In this paper, we describe a qualitative study that included members of the CHIEDZA healthcare service teams and female clients accessing CHIEDZA services across the 12 intervention clusters, conducted one year (midway) into implementation.

The menstrual health and hygiene intervention

Formative work that included stakeholder engagement, participatory workshops, focus group discussions (FGDs), and in-depth interviews (IDIs) with CHWs, young women (aged 16–24 years old), and other key stakeholders such as the Ministry of Health and Child Care guided the development and design of the MHH intervention. Within CHIEDZA, the MHH intervention was designed to address access to pain medication, access to MHH education, support, and products, and to facilitate the de-stigmatization and taboo around menstruation. The details of the formative work will be published elsewhere.

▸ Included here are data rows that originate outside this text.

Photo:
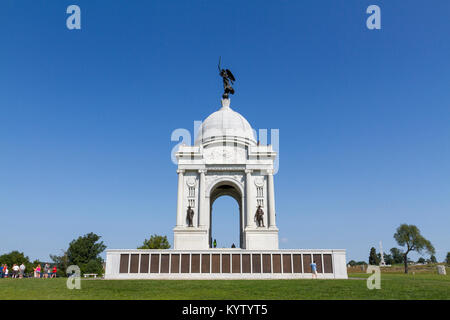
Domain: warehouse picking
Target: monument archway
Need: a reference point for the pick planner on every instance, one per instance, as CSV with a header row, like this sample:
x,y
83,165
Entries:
x,y
229,188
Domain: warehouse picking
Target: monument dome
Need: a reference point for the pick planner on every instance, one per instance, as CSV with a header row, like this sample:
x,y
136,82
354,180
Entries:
x,y
225,123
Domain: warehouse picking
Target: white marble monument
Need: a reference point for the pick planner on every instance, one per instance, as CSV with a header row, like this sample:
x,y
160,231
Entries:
x,y
225,160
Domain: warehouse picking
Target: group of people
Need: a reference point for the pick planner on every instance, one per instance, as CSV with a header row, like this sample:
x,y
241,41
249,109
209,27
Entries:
x,y
16,272
19,271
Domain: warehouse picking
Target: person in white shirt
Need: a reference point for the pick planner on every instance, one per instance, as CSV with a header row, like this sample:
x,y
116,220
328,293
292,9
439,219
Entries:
x,y
22,270
15,271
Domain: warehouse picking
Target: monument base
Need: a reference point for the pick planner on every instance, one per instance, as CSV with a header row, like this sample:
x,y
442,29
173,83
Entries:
x,y
190,238
225,264
261,238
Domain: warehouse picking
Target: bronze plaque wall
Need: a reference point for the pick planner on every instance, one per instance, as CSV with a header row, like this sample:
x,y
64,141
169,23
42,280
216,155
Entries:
x,y
287,268
225,263
145,258
266,263
216,263
154,263
164,263
205,263
134,263
236,263
124,263
246,263
318,261
276,263
328,263
256,263
184,263
195,263
175,263
297,259
307,263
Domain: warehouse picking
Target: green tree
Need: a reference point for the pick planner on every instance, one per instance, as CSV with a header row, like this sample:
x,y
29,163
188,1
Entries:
x,y
409,236
62,262
421,260
16,257
387,258
373,259
397,255
155,242
85,253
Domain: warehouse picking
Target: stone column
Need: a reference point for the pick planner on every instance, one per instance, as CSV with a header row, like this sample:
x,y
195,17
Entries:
x,y
271,198
248,198
203,219
180,198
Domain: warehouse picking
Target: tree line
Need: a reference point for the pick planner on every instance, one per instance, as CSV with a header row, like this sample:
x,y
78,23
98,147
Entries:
x,y
407,236
84,252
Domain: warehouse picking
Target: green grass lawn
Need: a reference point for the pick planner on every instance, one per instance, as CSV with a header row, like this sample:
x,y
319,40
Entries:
x,y
393,286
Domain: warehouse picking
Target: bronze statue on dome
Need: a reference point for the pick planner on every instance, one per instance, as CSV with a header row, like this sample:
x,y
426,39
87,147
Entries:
x,y
227,77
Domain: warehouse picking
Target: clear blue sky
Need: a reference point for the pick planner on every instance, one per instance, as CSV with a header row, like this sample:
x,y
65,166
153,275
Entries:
x,y
86,117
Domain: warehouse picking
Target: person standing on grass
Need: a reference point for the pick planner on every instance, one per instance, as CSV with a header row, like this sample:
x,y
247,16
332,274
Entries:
x,y
314,269
37,271
15,271
54,271
46,267
21,270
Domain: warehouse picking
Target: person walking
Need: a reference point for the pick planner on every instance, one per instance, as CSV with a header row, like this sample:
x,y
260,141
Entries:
x,y
21,270
15,271
37,271
49,272
314,270
46,268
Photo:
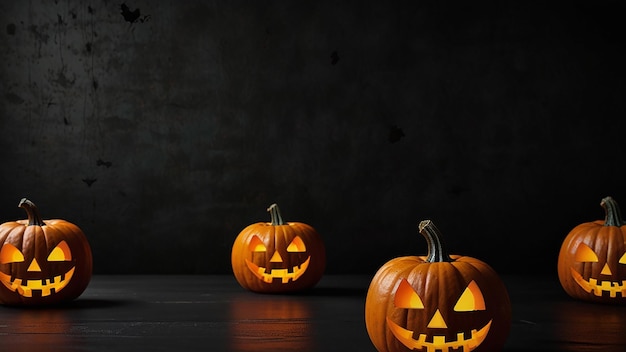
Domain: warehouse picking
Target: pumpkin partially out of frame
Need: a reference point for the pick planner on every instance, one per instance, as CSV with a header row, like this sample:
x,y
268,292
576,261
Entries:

The MHH intervention was piloted from April-July 2019 in the four intervention clusters in Harare as CHIEDZA had a phased roll-out plan for intervention clusters that started with Harare province [18]. Key results from the pilot study highlighted that 1) sociocultural factors were a barrier to menstrual cup uptake; 2) environmental factors were a barrier to reusable pads uptake; 3) education for community members including caregivers and partners is key to intervention acceptability; and 4) there was a great need for MHH products and education in the community [18]. These results were used to refine and scale-up the MHH intervention across the 12 CHIEDZA intervention clusters. The MHH intervention was offered to all female CHIEDZA clients and included comprehensive MHH education and support, a simple period tracking diary, pain medication (a choice between paracetamol or ibuprofen), two pairs of underwear, soap, and a choice between reusable pads (AFRIpads that can be used for up to two years) and the menstrual cup (the Butterfly Cup that can used for up to ten years). CHIEDZA healthcare service provider teams were also joined by trained menstrual cup ambassadors to facilitate menstrual cup sensitization and promotion onsite and to provide ongoing support for new menstrual cup users (Fig. 1).

Fig. 1
figure 1

The MHH intervention in CHIEDZA

Impact of COVID-19 on the CHIEDZA trial

By February 2020, COVID-19 was officially considered a global pandemic [19]. In response, the Zimbabwean government announced a national lockdown that commenced on March 30th, 2020 [20]. All CHIEDZA services were stopped at this time and recommenced on May 18th, 2020 in an adapted form in compliance with national COVID-19 restriction guidelines. Adaptions included: 1) mask-wearing by all providers and participants; 2) social-distancing at the CHIEDZA site; 3) removal of all social activities to discourage social gathering on site; 4) limitations on the number of participants screened and registered at any one time; and 5) limited service hours to allow for CHIEDZA intervention team members and participants to get home before the nationally stipulated curfew. These changes in the implementation of CHIEDZA across the three provinces are important to note as they removed key aspects of the youth-friendly intervention, including social spaces and activities such as pool, music, darts, and outdoor sports, that made CHIEDZA different from the standard health services and attractive to young people, especially young men in the communities.

Study procedures

This qualitative study was conducted from June to August 2020 using FGDs and participatory drawings that explored how the participants viewed or perceived CHIEDZA and the MHH intervention within it. FGDs were carried out with both the CHIEDZA providers and the female participants. Semi-structured topic guides were informed by findings from the MHH intervention pilot [18] and Sekhon’s Theoretical Framework of Acceptability (TFA) that looks at seven key constructs of acceptability (affective attitude, burden, ethicality, intervention coherence, opportunity costs, perceived effectiveness, and self-efficacy) (Fig. 2) [21]. All FGDs were conducted face-to-face by NG, PNd, PNz, and three experienced female research assistants (RAs) independent from the implementation team, in either Shona, Ndebele, or English (as preferred by the participants) and took 60–75 min. Written informed consent was obtained before the FGDs were initiated and pseudonyms were used throughout to facilitate confidentiality and maintain anonymity.

Fig. 2
figure 2

Representation of how Sekhon’s theoretical framework of acceptability (TFA) informed acceptability FGD topic guides

FGDs with the CHIEDZA healthcare service provider teams

Approximately one year into the two-year CHIEDZA study, one FGD was conducted with each of the three provincial CHIEDZA healthcare service provider teams. All CHIEDZA healthcare providers were asked to participate in the FGDs and were interviewed in their respective teams as this how they operated and implemented the MHH intervention in the field. One FGD had seven participants with two CHWs missing and the other two FGDs had eight participants with one nurse missing in each FGD. FGDs took place off-site, outside of CHIEDZA operating hours, and in a quiet private area to ensure confidentiality. The topic guide for the intervention team FGD explored how they perceived and experienced the MHH intervention before implementation (during training for CHIEDZA) and during implementation (Fig. 2).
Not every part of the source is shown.